Paxton10 Combines Access Control, Video Surveillance
The Paxton10 platform will allow users to use a smart watch as a mobile credential. Paxton Access sees a future of integrated electronic access control (EAC) and surveillance video, and to bring that future closer to the present, it has brought its Paxton10 platform to the United States. In a product-launch webinar, Paxton unveiled the system, which was released in Europe in 2019 and will be available through distributors beginning Feb.
1. Erin Fujioka, Western regional manager for Paxton, says the product was the result of two customer demands. The first was a natural convergence of EAC and video.
She notes that in a survey of 1,406 users of Paxton’s Net2 access control system, 936 had video surveillance in the same area. However, only 62 had the two systems integrated, which spoke to a second customer demand. “The reason was the complexity in stitching the two systems together,” Fujioka says of the low number. “It’s a hassle.

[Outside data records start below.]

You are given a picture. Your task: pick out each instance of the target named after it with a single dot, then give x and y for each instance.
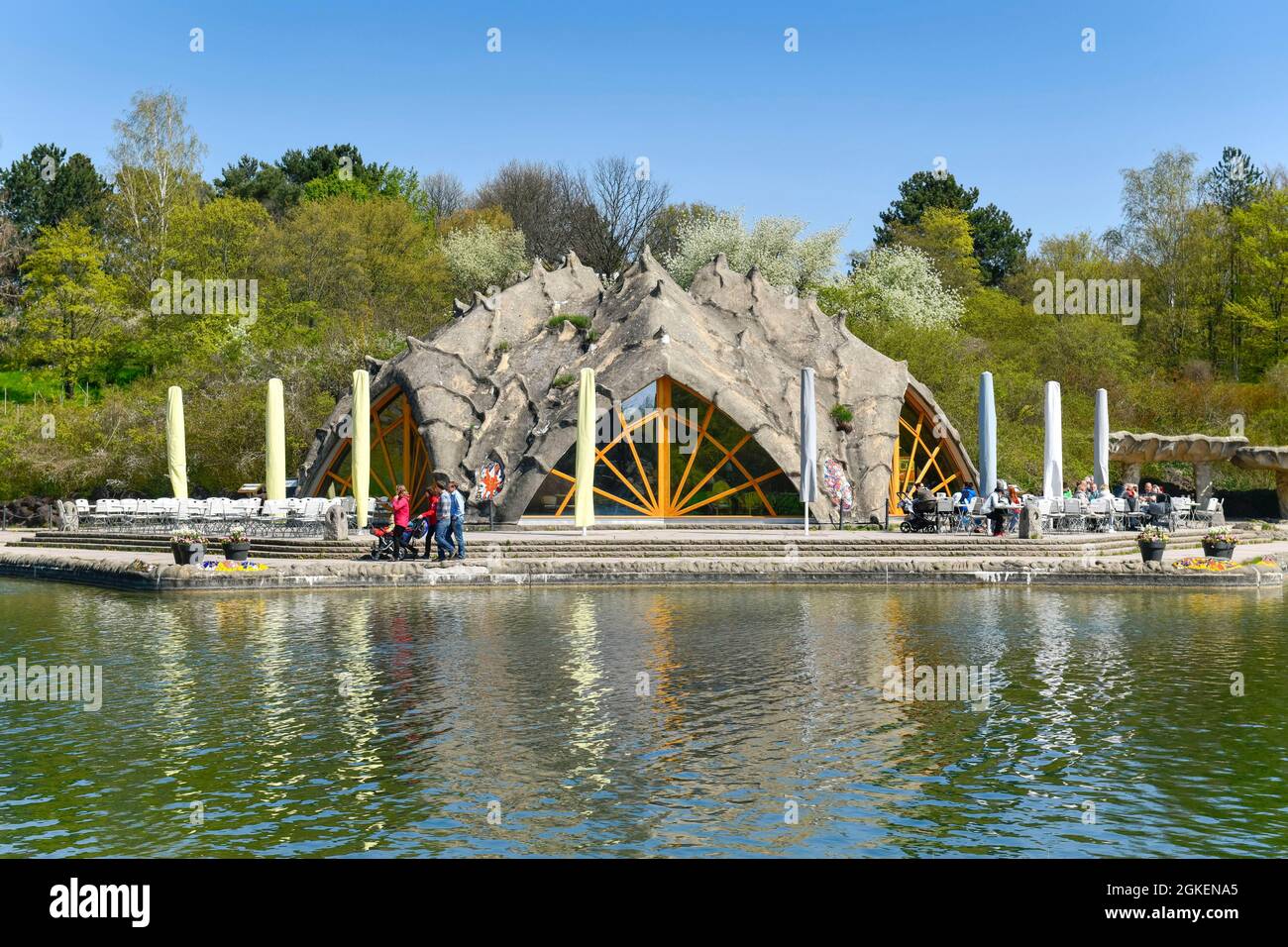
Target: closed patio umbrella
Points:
(274, 442)
(360, 445)
(809, 444)
(1052, 458)
(1100, 462)
(584, 500)
(175, 445)
(987, 434)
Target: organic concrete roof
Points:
(482, 388)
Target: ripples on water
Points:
(347, 723)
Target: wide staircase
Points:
(553, 547)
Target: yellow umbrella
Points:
(360, 447)
(175, 447)
(584, 509)
(274, 442)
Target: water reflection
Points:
(647, 722)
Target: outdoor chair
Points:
(1100, 514)
(1073, 517)
(943, 513)
(104, 514)
(1207, 515)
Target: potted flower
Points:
(188, 547)
(1219, 543)
(1153, 541)
(237, 545)
(844, 418)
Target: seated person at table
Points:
(996, 508)
(965, 501)
(1017, 502)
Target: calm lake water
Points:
(647, 722)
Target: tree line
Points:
(107, 278)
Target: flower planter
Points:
(1151, 551)
(1218, 551)
(188, 553)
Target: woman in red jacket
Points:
(400, 505)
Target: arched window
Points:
(398, 455)
(666, 451)
(923, 453)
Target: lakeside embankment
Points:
(553, 558)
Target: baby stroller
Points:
(918, 515)
(385, 544)
(382, 547)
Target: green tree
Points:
(159, 171)
(944, 236)
(71, 305)
(999, 245)
(44, 187)
(334, 185)
(1262, 248)
(774, 245)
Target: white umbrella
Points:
(987, 434)
(1052, 460)
(360, 445)
(584, 499)
(1100, 462)
(809, 444)
(175, 447)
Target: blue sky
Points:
(706, 90)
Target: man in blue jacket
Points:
(458, 519)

We realized we didn’t make it simple enough and needed to do something about it.” The result is the Paxton10 platform, which requires the use of the Paxton10 server that’s connected to the internet through the local area network. From either a computer or through a mobile app, customers can manage access control, lock doors and view video — live or recorded — through the same system on-site or remotely.
They also can do so for multiple sites through Paxton’s encrypted cloud technology. Paxton10 can include and manage up to 1,000 doors and 1,000 cameras on a single system by adding Paxton10 door controllers, readers (HID card or fob, Bluetooth mobile or keypad) and cameras. Paxton provides several camera options, including dome or bullet models, but Paxton10 also can incorporate third-party IP cameras into the system by connecting up to four cameras to a single Paxton10 video controller.
Paxton10 can integrate with Paxton’s Entry video intercom system and its PaxLock smart locks, in addition to fire and intruder alarms, but it won’t integrate with Paxton’s own Net2 EAC platform. John Coursey, Paxton field training engineer, explains that Paxton10 and Net2 are meant to be entirely separate systems aimed at satisfying different customers, so there is no so-called backward compatibility between the two. A customer who wants to switch to Paxton10 from Net2 can use Net2 power supplies with new Paxton10 door controllers and can import users from the Net2 system into Paxton10, but it otherwise requires new equipment and a rebuild of the EAC system.
Aside from integration, Paxton10 also has simplicity in mind, Fujioka says. The server is plug and play, with options for PCB (printed circuit board) or Power over Ethernet (PoE) connectivity in addition to low-voltage hardwiring. Door controllers also have the option of wired or PoE connected models.
As far as “discovery” and “commissioning,” the system couldn’t be easier, Fujioka adds, using the setup of a Paxton10 camera as an example. “You take it out of the box and plug it in. That camera will automatically be discovered” by the server through the network. “You give [the camera] a name, press ‘Done,’ and it’s configured. It cannot be simpler.”
During the webinar, Fujioka also demonstrated the simplicity of managing the system and viewing video through either the computer interface or app, scrubbing through recorded video with a simple swipe on a phone. Customers can create customizable reports, replay video from only certain areas and combine access events with video footage. Future software updates are all free.
Despite the apparent simplicity, Paxton will hold free training sessions for security pros at its corporate offices and through distributors.